It's certainly an interesting conundrum. Is this maybe one reason why we see so few high-res 2D games on modern hardware? I always thought this was down to 2D simply being out of fashion, but it seems as though video hardware has a natural dislike for large 2D images, as opposed to complex 3D models, which they seem to handle fairly easily.
I've been playing around, and loading the textures, one for forground and one for background, straight in as one object takes up 16mb VRAM. Chopping these up into 512x512 tiles and tiling them drops the count to 12mb. Cutting them up further into 256x256 tiles and minimising empty space drops it to 11.25mb, but the difference seems negligable at this point.
For this project I've always intended to allow different graphics settings so most people can at least play the game, however, this VRAM issue is quite a large one. I intended for low graphics settings to disable certain visual effects to improve performance; however, Construct seems to be able to render plenty of effect with little performance drain. Disabling these effects will compensate for cards with old pixel shader versions, but won't affect VRAM usage much at all.
With 3D games, as you say, they can just whack the resolution and texture-quality right down to allow them to run on older machines. However, they aren't designed with this setting in mind; the games are designed in high-resolution, then simply scaled down if needed. They are effectively designed with mid-high range graphics in mind. I can't do this with a 2D game; artwork is artwork, it'll take up the same space regardless of how crappy it looks, and scaling it down to fit lower resolutions won't work. Thus, I have to design the game with low-range graphics in mind, and then scale it UP if someone has a decent rig.
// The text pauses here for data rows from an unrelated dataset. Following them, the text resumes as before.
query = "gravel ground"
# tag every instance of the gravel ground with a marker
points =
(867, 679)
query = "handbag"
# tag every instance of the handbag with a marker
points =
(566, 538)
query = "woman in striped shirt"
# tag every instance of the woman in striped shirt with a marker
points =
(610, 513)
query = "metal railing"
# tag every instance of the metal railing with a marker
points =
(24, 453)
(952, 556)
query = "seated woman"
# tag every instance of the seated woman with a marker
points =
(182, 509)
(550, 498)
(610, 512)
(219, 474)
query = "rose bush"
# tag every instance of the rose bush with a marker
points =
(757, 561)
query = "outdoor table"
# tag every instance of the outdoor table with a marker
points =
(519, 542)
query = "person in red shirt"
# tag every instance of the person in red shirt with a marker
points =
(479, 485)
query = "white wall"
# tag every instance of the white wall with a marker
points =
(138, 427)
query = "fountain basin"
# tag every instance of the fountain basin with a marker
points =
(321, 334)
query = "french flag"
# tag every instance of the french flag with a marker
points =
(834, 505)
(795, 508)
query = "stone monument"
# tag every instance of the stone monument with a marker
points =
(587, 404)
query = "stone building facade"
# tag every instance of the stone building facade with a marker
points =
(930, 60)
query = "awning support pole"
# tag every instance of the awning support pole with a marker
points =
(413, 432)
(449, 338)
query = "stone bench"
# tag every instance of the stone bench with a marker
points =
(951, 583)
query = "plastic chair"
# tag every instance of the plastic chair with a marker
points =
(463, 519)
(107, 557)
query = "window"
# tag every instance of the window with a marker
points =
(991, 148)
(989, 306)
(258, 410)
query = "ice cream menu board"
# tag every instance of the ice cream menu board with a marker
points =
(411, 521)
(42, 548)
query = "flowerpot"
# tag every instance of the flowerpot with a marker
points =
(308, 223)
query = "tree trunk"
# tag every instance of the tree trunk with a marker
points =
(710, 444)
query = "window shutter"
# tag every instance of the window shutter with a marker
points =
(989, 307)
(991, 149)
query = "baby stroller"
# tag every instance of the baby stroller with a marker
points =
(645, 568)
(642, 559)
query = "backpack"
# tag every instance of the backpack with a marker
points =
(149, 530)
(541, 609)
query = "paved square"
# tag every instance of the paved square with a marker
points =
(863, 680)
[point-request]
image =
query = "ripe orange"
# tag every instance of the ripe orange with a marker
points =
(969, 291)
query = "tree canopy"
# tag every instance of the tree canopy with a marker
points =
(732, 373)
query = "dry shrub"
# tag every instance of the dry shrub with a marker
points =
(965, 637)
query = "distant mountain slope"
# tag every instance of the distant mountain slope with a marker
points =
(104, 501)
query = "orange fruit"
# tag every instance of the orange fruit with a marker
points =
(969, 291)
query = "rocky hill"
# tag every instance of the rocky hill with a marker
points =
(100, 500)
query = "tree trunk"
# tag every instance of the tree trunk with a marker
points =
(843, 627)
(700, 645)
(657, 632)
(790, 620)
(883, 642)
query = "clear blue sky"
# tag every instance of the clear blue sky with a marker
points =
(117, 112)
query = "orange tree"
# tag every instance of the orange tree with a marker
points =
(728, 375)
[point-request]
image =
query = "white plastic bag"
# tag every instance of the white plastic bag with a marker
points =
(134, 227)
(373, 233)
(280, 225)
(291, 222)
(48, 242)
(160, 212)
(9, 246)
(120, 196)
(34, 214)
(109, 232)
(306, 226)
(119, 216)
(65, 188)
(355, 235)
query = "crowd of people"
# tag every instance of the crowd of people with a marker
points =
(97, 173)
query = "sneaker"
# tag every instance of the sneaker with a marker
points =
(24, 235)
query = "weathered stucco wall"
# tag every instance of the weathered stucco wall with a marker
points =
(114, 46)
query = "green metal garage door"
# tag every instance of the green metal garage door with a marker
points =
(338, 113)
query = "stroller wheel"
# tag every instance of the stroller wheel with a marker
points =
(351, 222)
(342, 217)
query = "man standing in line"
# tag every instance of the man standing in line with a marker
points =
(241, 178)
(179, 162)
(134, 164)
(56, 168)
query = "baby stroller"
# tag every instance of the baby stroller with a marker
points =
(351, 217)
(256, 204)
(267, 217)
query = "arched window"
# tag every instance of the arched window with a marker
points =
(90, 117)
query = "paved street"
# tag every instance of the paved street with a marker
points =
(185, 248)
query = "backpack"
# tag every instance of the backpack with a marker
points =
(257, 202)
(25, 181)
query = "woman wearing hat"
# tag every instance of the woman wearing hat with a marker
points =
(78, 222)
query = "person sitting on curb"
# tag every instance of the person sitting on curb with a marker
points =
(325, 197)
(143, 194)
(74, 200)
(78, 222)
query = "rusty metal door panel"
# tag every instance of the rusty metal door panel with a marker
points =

Taking into account low-range cards at around 64mb, what's the largest amount of VRAM I can afford to use? About 32mb? Does VRAM refresh for individual layouts? If so, with backgrounds using ~12mb per screen, I could get away with using high-res textures providing I use individual layouts for every screen of the game. Doing so would be a logisitcal pain in the ass, but should keep the VRAM of each layout down to a usable amount.